As an example optimization, consider this C code:

  do {
    if (*--p == '.') *p = '_';
  } while (p != name);
LLVM originally produced this bitcode for AVX-2 instructions:

  %1 = shufflevector %0, <31, 30, 29, ... , 0>
  %2 = icmp eq %1, <46, 46, 46, ... , 46>
  %3 = shufflevector %2, <31, 30, 29, ... , 0>
Minotaur instead produced:

  %1 = icmp eq %0, <46, 46, 46, ... , 46>
Both compare the register to ASCII 46 ('.'), but LLVM originally produced an unnecessary pair of vector reversals. Minotaur removed it.

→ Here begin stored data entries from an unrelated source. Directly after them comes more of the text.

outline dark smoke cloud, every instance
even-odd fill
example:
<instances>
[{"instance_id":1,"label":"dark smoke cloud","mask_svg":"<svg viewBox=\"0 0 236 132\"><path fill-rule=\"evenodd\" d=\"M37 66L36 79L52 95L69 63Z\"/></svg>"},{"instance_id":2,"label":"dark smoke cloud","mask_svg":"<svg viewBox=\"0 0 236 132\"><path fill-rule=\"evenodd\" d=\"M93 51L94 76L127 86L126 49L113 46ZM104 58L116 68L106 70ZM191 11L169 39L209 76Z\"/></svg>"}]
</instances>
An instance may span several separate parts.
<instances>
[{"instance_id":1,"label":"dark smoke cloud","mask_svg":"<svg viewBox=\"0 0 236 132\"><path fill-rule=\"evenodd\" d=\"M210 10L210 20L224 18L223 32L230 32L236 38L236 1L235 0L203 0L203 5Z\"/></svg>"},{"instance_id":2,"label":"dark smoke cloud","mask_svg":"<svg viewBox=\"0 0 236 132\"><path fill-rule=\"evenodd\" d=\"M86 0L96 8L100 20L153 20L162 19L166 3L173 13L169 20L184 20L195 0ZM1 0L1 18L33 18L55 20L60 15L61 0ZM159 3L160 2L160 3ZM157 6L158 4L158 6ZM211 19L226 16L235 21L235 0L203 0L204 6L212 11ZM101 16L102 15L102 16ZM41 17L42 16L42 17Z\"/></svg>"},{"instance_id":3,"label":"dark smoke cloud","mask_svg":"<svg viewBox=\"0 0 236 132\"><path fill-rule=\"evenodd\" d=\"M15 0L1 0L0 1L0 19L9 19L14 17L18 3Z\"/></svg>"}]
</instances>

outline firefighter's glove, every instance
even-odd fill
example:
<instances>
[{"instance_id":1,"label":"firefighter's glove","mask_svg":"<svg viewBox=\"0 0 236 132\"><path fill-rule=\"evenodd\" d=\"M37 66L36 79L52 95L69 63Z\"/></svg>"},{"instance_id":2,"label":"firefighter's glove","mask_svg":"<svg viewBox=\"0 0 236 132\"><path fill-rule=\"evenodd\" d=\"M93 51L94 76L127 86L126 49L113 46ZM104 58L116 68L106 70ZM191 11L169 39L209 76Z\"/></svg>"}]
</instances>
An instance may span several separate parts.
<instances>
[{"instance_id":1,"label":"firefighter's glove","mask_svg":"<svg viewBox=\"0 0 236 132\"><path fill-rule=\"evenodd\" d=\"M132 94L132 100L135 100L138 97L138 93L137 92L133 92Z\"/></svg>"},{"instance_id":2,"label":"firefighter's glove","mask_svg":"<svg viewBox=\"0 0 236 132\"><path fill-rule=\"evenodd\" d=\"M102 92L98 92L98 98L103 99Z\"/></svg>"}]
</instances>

Super-optimizers always strike me with the same feeling when seeing examples like this. On the one hand, it's awesome to be able to have truly-optimal (under chosen assumptions) code sequences for certain operations. On the other hand, so many of the examples just hammer home how many missed practical opportunities there are for peephole optimizations (in this case) and other traditional, local optimization techniques. I almost feel like the most valuable use of a super-optimizer would be to run it against a bunch of real world code patterns, and then use the optimization results to feed back in to simple traditional optimizations.

https://github.com/google/souper

> Souper is a superoptimizer for LLVM IR. It uses an SMT solver to help identify missing peephole optimizations in LLVM's midend optimizers.